O senador Humberto Costa (PT) discursou durante ato pela educação em Brasília

por Pedro Bezerra Souza qua, 15/05/2019 - 15:07
Roberto Stuckert Filho O senador avalia que as manifestações no Brasil demonstram o repúdio da população Roberto Stuckert Filho

Depois de participar do ato em defesa da educação na Esplanada dos Ministérios, em Brasília, ao lado de milhares de estudantes, pais, alunos, professores e servidores, o líder do PT no Senado, Humberto Costa (PE), declarou que é melhor o presidente Bolsonaro já ir se acostumando porque o povo acordou para os ataques promovidos pela gestão dele a uma das áreas mais sensíveis do país: a educação.

 “O Brasil e os brasileiros não aguentam mais essa gestão.

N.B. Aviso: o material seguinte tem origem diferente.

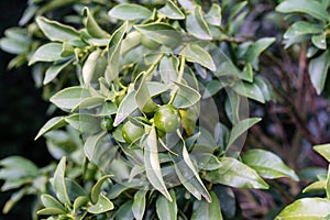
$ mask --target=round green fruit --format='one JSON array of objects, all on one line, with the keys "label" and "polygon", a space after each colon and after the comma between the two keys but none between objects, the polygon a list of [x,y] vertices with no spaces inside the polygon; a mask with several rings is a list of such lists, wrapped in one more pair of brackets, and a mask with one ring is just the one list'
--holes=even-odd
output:
[{"label": "round green fruit", "polygon": [[105,117],[101,121],[101,128],[105,131],[111,131],[113,129],[113,119],[111,117]]},{"label": "round green fruit", "polygon": [[161,132],[175,132],[180,124],[178,110],[170,105],[164,105],[160,107],[155,112],[154,123],[157,130]]},{"label": "round green fruit", "polygon": [[128,121],[122,128],[122,136],[129,143],[133,143],[144,134],[143,127]]}]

E estão dizendo isso hoje nas ruas de todos os cantos desta nação, nas capitais e nos interiores, em defesa da educação. Não vai haver trégua. É bom já ir se acostumando: será um tsunami por dia”, disparou.

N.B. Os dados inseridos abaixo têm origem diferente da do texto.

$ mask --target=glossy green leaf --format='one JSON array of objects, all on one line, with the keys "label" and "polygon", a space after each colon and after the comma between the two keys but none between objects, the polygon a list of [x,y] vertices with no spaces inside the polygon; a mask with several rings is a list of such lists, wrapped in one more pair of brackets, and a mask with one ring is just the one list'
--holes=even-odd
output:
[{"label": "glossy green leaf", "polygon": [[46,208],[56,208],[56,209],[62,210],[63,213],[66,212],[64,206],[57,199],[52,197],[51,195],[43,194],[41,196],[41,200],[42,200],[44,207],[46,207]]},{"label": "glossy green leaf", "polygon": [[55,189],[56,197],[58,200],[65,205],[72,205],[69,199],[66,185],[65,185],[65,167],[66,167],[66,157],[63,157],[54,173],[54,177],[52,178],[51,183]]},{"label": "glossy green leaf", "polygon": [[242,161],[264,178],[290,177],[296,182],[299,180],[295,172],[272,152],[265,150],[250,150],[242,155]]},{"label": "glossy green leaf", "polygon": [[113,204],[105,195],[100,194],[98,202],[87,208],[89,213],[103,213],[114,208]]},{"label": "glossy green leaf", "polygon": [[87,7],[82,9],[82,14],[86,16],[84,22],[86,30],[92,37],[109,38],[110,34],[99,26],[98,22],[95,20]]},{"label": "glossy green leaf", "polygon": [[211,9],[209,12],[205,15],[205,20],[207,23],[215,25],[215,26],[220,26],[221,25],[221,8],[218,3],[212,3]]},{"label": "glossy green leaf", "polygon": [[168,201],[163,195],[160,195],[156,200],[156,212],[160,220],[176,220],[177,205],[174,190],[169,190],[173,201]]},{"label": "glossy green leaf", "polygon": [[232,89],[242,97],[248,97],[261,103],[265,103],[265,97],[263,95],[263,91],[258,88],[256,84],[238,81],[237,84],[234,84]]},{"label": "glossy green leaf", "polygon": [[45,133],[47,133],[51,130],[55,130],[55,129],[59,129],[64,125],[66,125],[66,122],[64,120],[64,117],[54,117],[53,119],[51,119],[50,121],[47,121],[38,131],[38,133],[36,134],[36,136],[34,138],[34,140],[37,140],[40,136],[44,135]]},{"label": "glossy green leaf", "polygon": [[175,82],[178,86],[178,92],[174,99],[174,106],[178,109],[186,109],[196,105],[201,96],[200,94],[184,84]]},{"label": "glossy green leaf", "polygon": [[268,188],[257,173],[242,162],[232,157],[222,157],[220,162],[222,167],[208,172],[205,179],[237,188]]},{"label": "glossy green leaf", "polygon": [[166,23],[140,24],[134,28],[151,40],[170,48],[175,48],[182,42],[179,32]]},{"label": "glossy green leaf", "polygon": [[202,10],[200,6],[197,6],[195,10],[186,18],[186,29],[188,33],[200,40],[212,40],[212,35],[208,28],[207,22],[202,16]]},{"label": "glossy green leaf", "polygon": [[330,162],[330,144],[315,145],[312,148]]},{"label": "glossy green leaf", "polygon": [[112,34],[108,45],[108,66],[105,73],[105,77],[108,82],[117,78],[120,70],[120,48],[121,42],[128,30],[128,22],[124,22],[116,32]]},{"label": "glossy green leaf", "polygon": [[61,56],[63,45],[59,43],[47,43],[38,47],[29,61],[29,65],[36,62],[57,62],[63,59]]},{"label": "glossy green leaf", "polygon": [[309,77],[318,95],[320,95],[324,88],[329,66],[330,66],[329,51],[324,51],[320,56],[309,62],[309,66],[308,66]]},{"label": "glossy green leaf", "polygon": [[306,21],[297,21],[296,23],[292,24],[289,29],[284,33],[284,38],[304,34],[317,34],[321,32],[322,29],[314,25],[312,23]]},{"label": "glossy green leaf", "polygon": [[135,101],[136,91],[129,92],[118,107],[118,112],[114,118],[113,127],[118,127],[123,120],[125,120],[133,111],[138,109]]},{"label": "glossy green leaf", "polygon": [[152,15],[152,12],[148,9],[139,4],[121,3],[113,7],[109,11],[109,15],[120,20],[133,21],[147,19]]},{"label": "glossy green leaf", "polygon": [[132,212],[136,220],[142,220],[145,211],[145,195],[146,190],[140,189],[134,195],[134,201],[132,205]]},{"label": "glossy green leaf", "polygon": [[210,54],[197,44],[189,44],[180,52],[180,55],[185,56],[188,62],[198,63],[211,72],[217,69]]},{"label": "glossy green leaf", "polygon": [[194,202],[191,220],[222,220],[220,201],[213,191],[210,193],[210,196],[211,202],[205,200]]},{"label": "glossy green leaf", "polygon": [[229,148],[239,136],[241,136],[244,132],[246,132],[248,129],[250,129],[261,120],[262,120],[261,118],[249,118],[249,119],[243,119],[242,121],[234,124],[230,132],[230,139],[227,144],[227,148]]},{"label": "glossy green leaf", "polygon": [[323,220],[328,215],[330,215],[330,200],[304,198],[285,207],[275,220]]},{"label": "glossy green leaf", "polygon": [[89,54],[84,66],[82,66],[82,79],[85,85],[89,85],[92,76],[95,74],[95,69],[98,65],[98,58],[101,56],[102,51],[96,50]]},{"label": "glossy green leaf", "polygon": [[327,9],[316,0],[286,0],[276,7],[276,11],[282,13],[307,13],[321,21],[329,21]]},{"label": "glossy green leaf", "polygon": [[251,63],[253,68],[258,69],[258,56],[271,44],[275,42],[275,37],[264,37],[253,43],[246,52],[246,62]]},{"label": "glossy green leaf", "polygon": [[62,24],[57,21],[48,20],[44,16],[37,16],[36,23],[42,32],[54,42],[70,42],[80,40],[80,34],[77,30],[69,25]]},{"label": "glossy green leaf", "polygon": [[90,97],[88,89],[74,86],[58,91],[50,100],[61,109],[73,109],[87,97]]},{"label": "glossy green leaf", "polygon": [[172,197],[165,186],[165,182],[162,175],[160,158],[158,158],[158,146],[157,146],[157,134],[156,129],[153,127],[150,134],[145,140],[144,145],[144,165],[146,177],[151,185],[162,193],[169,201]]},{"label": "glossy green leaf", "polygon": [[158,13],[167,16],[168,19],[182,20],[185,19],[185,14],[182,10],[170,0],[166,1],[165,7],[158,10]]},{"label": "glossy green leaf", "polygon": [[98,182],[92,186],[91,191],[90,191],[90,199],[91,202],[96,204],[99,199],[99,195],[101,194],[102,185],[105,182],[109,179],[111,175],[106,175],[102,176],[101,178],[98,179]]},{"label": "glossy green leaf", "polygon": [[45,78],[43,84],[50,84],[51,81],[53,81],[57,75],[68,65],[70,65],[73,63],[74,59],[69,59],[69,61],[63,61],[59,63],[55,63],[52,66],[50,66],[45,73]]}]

 Para Humberto, Bolsonaro fugiu para os Estados Unidos e, de lá, completamente alheio ao que se passa no país neste momento, chamou os brasileiros que estão contra esses bárbaros cortes de ‘idiotas funcionais’ e ‘imbecis’. "É um escárnio”, criticou.

 O senador avalia que as manifestações em todos os pontos do território nacional demonstram a representação expressiva do repúdio da população a essa política de asfixiamento dos institutos e universidades federais por meio de um corte de verbas "que se deu pelo absurdo argumento do que esses fascistas chamam de balbúrdia”.

 O senador ressaltou que as universidades sobrevivem com apenas um terço do que é destinado ao programa Bolsa Família, um total de menos de R$ 9 bilhões por ano, e os institutos federais se mantêm com R$ 3,5 bilhões por ano. Ele observou que, mesmo dispondo somente desse orçamento insuficiente, foi imposto a eles um corte de mais de R$ 7 bilhões.

 O parlamentar destacou que, em Pernambuco, estão alguns dos melhores institutos federais e universidades do país, todos inviabilizados e ameaçados de fechamento por essa tacanha retirada de recursos. A UFPE, a Rural e as unidades dos institutos federais perderam cerca de R$ 150 milhões com essa medida arbitrária e não têm condição de manter as portas abertas.

 “O Brasil está sem comando, sem rumo, sem norte, caminhando, dia a dia, para o fundo do poço em todas as áreas. O governo não tem base no Congresso para aprovar nada. As ruas estão convulsionando. E onde está o presidente da República num momento de gravidade como esse?”, questionou.